殿下にお願いする前に、殿下に多大な影響を与えるクラッシュ様を説得です。
外堀から埋めるのです。
クラッシュ様は、アールちゃんファン疑惑があるくらいだから、きっと賛成してくれると思う。
城の中庭の奥、森の一隅にクラッシュ様がいた。
ビンゴです。
会うと訓練に強制参加させられるので、いつもは逃げてるけれど、今日は別です。
早速、声を掛けようとすると…
「ギャル・セイロン!」
クラッシュ様の大音声が、城内に木霊する。
「ヒッ…。」
声の波動で、身体がビリビリとした。
な、な、な、なんなの?
私、何かしましたか?
驚きで、ドキドキしながら、クラッシュ様を見てみる。
…泣いていた。
クラッシュ様が泣いていた。滂沱の涙を流している。
え?…わけが分かりません。
私の心の中に住まうアールちゃんも首を傾げている。
私が立ちぼうけしてると、クラッシュ様が何やら語りだした。
「…待っていた。我輩は待っていたぞ。やはり、我輩の読心術に間違いは無かった。あの時、我輩には聞こえたのだ。」
(…クラッシュ師匠、私は偉大なる師匠には相応しくありません。貴方に比べたら私は塵芥のような存在。私は貴方の教えを受けるには心苦しいほどに微塵子です。でもどうか待っていてください。心を鍛えて恥を感じない図太さを身につけて戻って来ます。貴方の元へ。それまで待っていて下さい。

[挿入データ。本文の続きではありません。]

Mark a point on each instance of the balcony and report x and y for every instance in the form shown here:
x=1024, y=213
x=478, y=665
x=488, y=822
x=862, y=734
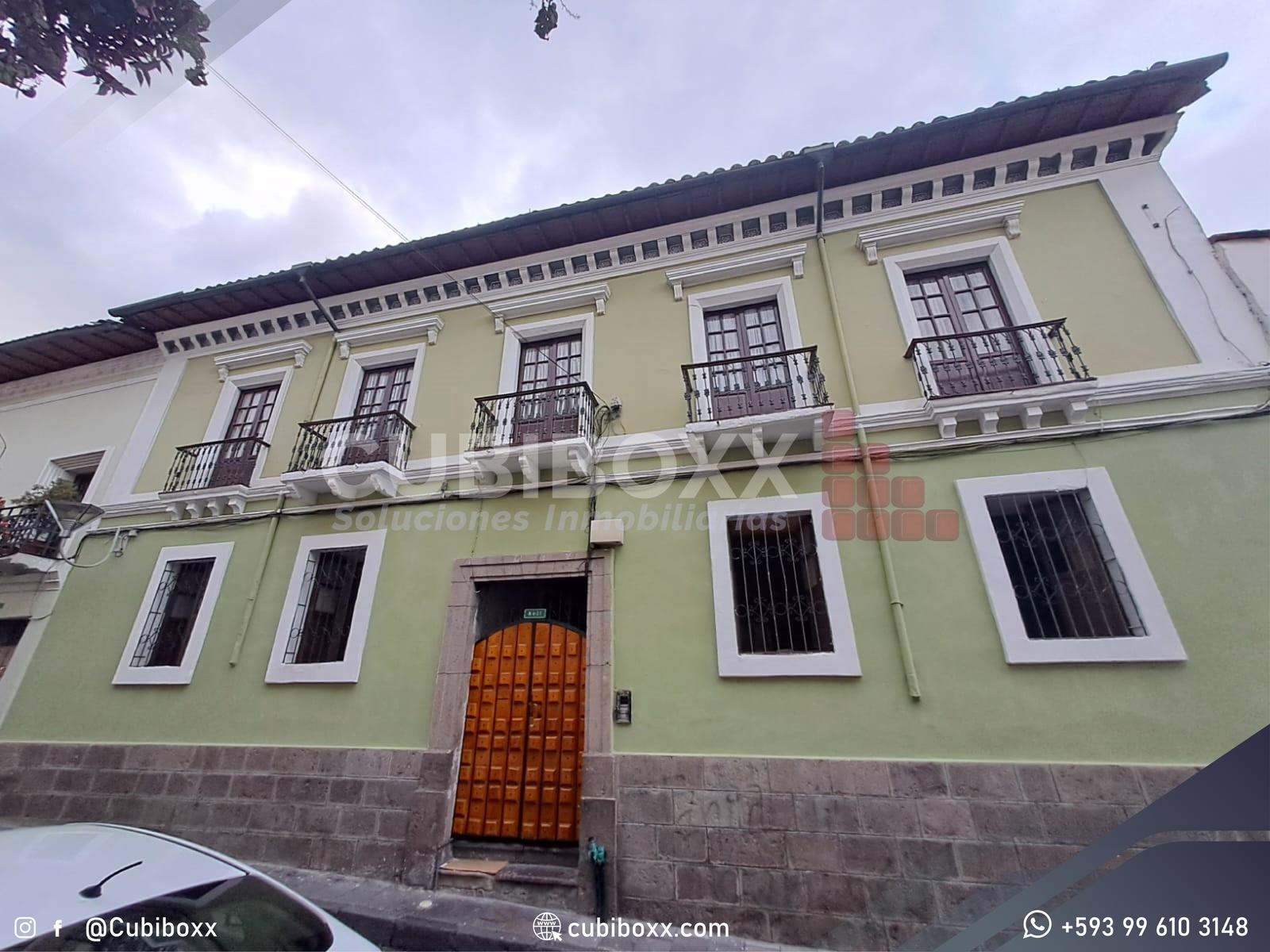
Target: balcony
x=533, y=431
x=31, y=536
x=351, y=457
x=759, y=400
x=213, y=478
x=1024, y=371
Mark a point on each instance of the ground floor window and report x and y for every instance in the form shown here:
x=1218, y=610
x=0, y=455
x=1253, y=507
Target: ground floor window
x=776, y=585
x=327, y=613
x=10, y=634
x=1064, y=574
x=780, y=597
x=175, y=615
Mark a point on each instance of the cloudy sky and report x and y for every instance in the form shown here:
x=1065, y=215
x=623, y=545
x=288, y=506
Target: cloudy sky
x=444, y=114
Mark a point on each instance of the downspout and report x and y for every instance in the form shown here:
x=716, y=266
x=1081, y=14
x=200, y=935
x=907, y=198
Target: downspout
x=267, y=549
x=880, y=528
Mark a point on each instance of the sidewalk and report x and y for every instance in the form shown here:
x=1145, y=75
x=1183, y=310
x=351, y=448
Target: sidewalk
x=408, y=918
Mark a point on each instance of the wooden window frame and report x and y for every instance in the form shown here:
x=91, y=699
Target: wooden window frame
x=1160, y=643
x=347, y=670
x=183, y=673
x=842, y=662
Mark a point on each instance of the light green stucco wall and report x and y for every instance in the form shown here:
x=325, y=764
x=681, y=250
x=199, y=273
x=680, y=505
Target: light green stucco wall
x=1198, y=501
x=1079, y=263
x=1073, y=251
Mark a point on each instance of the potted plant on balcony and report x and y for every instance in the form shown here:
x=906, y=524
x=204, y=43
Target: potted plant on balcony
x=32, y=527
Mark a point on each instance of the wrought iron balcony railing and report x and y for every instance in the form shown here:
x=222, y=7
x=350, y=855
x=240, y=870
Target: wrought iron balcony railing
x=29, y=530
x=224, y=463
x=753, y=386
x=370, y=438
x=544, y=416
x=994, y=361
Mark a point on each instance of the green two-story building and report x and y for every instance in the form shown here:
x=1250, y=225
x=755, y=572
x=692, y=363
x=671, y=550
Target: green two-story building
x=829, y=537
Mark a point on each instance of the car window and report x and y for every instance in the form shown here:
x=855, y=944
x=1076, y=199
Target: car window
x=234, y=914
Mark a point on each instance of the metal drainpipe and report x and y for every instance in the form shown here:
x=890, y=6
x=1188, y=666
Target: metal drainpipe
x=888, y=568
x=249, y=606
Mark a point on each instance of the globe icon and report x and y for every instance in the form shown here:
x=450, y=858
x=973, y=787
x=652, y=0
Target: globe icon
x=546, y=927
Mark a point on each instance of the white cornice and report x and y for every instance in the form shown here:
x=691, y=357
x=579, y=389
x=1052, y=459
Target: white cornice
x=908, y=232
x=427, y=325
x=237, y=359
x=765, y=260
x=588, y=296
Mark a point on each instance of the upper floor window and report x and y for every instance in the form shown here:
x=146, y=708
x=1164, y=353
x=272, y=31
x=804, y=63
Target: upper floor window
x=741, y=385
x=234, y=461
x=384, y=390
x=552, y=362
x=252, y=413
x=963, y=308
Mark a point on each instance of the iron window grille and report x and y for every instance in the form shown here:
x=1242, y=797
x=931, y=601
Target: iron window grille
x=171, y=615
x=324, y=616
x=776, y=585
x=1064, y=574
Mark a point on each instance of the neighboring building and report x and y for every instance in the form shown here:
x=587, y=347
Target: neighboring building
x=69, y=403
x=361, y=625
x=1246, y=258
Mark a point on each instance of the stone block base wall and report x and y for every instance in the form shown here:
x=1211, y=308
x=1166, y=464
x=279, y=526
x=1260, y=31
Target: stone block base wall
x=836, y=854
x=852, y=854
x=347, y=810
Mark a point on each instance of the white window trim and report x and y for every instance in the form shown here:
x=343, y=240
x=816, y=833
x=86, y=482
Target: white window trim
x=844, y=660
x=372, y=359
x=1160, y=643
x=184, y=672
x=230, y=389
x=510, y=371
x=783, y=289
x=348, y=670
x=995, y=251
x=67, y=466
x=755, y=292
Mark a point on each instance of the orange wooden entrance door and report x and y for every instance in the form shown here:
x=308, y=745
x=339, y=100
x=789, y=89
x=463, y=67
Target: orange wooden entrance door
x=520, y=774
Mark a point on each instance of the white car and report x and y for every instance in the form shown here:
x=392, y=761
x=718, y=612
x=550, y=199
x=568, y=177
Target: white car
x=98, y=886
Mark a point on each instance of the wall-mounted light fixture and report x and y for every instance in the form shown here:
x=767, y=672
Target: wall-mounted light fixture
x=622, y=708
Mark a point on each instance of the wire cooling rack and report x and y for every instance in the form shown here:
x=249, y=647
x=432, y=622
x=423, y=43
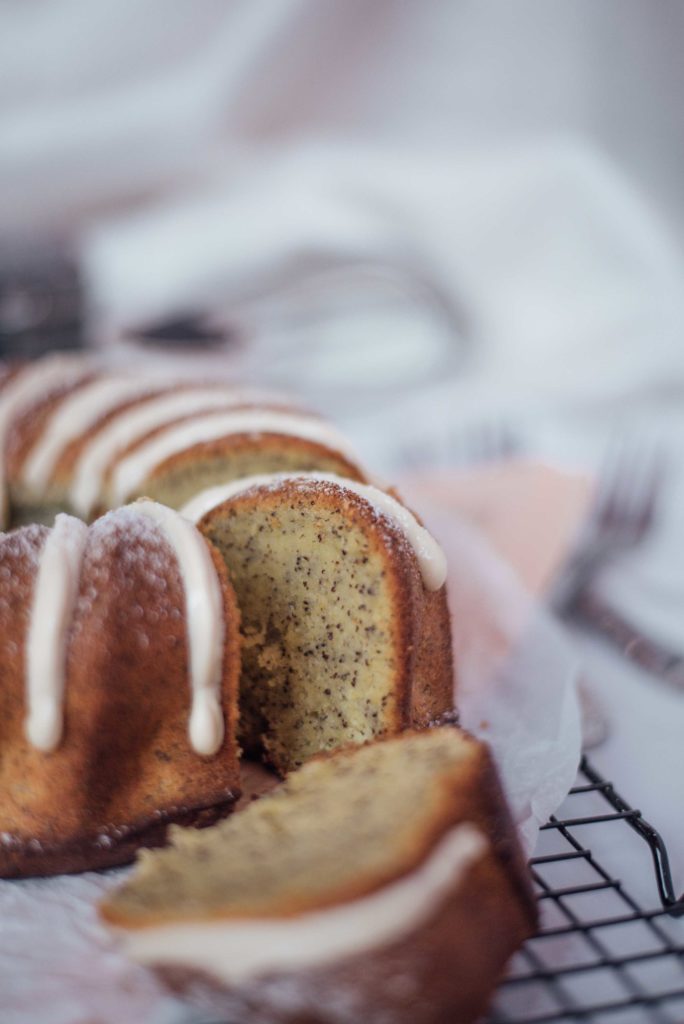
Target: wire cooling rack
x=600, y=954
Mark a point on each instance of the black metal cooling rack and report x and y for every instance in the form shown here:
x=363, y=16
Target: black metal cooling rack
x=600, y=955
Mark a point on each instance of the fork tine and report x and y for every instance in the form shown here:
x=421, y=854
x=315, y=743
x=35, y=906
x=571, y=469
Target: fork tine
x=628, y=494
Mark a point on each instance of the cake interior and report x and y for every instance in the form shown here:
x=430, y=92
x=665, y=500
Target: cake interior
x=338, y=828
x=319, y=653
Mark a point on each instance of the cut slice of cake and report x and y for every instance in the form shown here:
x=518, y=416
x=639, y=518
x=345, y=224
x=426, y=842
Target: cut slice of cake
x=381, y=883
x=345, y=624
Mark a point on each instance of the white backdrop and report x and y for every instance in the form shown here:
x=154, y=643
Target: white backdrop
x=524, y=159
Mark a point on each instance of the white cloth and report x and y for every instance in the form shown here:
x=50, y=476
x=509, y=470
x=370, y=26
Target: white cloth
x=197, y=153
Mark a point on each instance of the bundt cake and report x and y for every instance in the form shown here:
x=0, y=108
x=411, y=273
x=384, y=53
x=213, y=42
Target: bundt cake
x=83, y=440
x=381, y=883
x=119, y=671
x=345, y=625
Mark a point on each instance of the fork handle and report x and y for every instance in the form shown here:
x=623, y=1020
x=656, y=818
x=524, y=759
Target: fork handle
x=591, y=608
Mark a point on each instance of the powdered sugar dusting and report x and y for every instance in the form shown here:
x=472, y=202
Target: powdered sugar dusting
x=429, y=554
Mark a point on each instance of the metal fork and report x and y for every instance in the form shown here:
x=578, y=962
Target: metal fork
x=623, y=514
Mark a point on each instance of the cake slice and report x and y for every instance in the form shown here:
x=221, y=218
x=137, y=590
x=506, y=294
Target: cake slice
x=381, y=883
x=346, y=630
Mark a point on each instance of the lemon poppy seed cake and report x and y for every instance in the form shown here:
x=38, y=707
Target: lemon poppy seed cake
x=345, y=624
x=119, y=670
x=382, y=883
x=77, y=438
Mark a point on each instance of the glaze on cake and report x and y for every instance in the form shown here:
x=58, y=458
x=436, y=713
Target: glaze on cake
x=346, y=631
x=378, y=884
x=81, y=439
x=119, y=669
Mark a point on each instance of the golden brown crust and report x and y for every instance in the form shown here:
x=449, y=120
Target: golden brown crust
x=308, y=455
x=29, y=425
x=424, y=679
x=444, y=971
x=124, y=768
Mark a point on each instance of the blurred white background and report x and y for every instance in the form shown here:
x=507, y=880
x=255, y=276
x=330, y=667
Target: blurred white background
x=371, y=197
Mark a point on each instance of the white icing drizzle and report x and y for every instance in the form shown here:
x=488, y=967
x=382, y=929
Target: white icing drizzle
x=76, y=415
x=29, y=385
x=52, y=607
x=430, y=556
x=133, y=469
x=204, y=613
x=237, y=951
x=125, y=429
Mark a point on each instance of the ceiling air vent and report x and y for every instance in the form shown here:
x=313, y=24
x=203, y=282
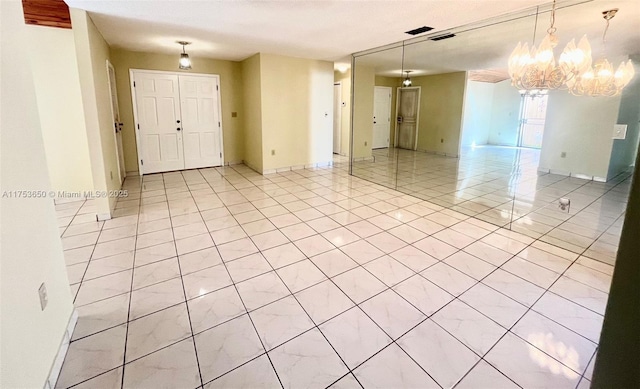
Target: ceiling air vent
x=419, y=30
x=443, y=36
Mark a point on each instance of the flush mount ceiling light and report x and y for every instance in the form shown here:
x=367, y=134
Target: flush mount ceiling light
x=407, y=80
x=537, y=68
x=185, y=61
x=601, y=80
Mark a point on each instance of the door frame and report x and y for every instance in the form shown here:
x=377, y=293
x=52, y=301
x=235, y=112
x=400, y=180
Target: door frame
x=115, y=135
x=398, y=90
x=339, y=114
x=374, y=111
x=132, y=73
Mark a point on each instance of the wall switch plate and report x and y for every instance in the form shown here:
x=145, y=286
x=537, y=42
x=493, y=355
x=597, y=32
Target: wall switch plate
x=619, y=131
x=44, y=299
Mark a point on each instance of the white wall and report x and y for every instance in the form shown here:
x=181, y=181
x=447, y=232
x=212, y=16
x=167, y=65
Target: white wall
x=92, y=53
x=582, y=127
x=505, y=115
x=623, y=151
x=31, y=248
x=57, y=82
x=478, y=105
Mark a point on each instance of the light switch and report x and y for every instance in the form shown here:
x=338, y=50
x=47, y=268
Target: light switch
x=619, y=131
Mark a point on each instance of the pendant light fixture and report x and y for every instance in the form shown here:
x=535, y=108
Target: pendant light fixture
x=536, y=69
x=184, y=62
x=601, y=80
x=407, y=81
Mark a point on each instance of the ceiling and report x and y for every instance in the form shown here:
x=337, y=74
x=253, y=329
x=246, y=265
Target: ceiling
x=489, y=47
x=235, y=30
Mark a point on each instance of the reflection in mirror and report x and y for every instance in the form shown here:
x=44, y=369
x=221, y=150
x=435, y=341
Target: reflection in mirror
x=373, y=115
x=549, y=165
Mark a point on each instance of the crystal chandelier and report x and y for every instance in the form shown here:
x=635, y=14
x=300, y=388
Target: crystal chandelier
x=536, y=68
x=602, y=80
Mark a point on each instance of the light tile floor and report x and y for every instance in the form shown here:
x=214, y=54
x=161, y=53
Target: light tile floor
x=223, y=278
x=493, y=183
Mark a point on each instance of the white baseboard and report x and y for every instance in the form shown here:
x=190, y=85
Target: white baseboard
x=62, y=351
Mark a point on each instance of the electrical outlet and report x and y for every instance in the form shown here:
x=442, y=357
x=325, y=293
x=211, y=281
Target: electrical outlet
x=44, y=299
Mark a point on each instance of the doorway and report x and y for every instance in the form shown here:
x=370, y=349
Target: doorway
x=117, y=123
x=178, y=121
x=532, y=119
x=337, y=117
x=381, y=117
x=407, y=114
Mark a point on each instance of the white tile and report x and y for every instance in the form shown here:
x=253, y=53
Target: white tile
x=529, y=367
x=354, y=336
x=307, y=361
x=440, y=354
x=280, y=321
x=423, y=294
x=392, y=313
x=323, y=301
x=393, y=368
x=469, y=326
x=226, y=347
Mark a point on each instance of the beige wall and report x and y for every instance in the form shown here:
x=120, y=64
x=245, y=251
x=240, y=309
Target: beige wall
x=92, y=53
x=393, y=83
x=31, y=248
x=582, y=127
x=297, y=111
x=441, y=104
x=364, y=82
x=230, y=95
x=53, y=57
x=345, y=126
x=253, y=112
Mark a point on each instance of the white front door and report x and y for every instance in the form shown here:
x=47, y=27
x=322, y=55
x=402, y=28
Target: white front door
x=337, y=117
x=381, y=117
x=117, y=124
x=201, y=123
x=158, y=115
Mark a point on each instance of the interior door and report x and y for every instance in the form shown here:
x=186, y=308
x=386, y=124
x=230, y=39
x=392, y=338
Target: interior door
x=408, y=102
x=117, y=123
x=337, y=117
x=158, y=115
x=201, y=122
x=381, y=117
x=534, y=112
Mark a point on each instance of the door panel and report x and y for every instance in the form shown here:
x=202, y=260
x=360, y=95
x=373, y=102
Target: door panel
x=201, y=121
x=157, y=101
x=408, y=100
x=532, y=123
x=381, y=117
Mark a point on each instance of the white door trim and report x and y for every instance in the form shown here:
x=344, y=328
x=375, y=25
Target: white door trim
x=339, y=114
x=395, y=143
x=115, y=136
x=132, y=73
x=390, y=89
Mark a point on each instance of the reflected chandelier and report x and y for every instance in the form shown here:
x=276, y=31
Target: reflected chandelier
x=601, y=80
x=536, y=69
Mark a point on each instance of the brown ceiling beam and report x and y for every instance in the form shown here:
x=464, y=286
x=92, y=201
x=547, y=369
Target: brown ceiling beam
x=51, y=13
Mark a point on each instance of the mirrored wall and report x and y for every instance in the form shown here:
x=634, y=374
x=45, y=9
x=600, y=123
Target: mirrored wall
x=437, y=117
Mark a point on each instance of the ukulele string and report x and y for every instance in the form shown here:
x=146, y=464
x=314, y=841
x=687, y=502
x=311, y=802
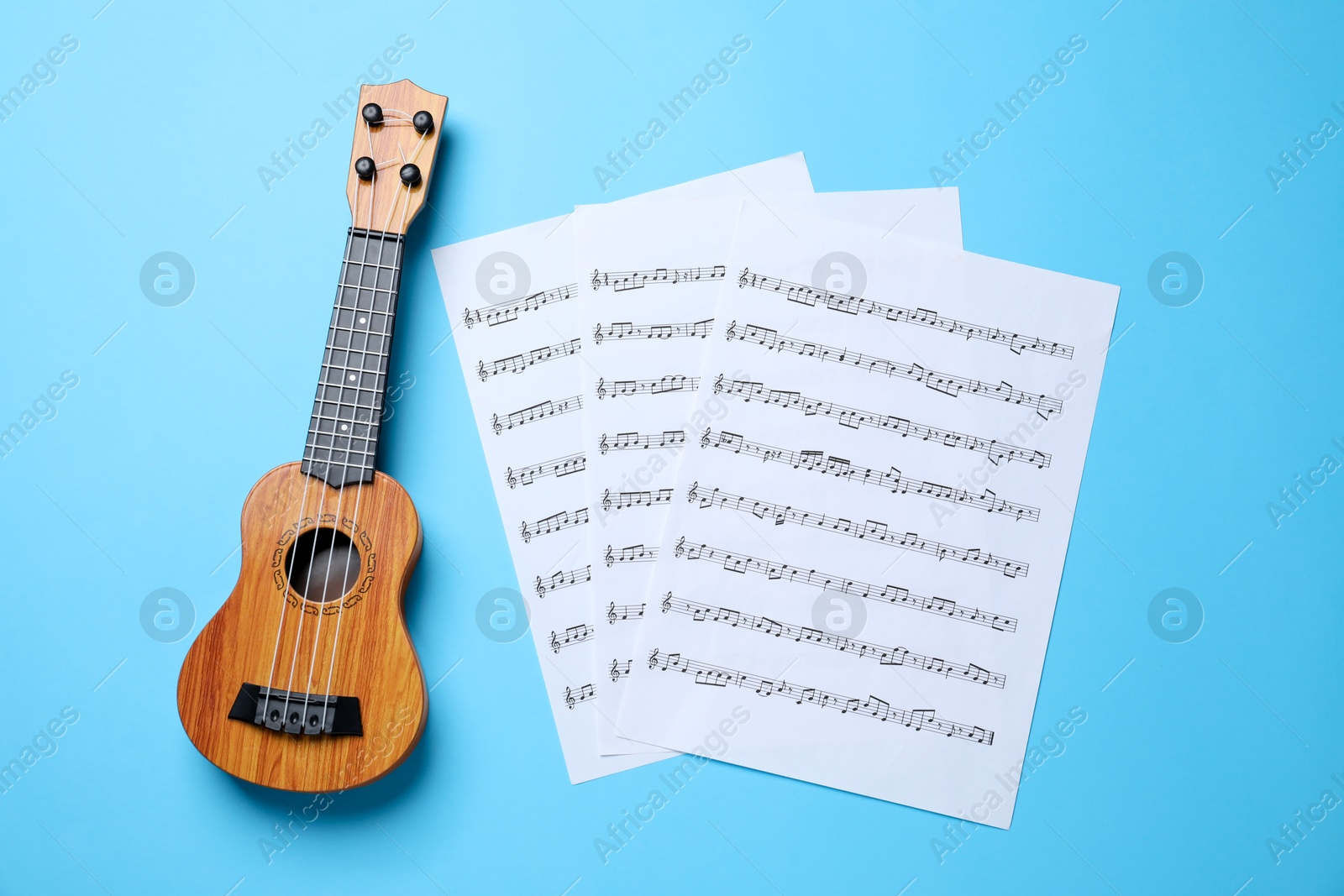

かしこ、貴方の最愛の弟子ギャル・セイロンより。)
「…よくぞ、戻って来た我が弟子よ。分かっていた。…我輩には分かっていた。」
うへー、な、な、なんですか、それ!
あまりの頓珍漢な理由に理解が追いつかない。
そして想定外の理由に身体が動かない。
私の頭脳が大混乱です。
目が回りそう。
この男は、やっぱり、とんでもない読心をしていた。
何にも読めてないじゃん。
この後、感激したクラッシュ様に散々鍛え上げられた。
私は、あまりの訓練の厳しさに途中何回か、気絶して…定時になっても帰って来ないことに心配して来られた殿下に救われました。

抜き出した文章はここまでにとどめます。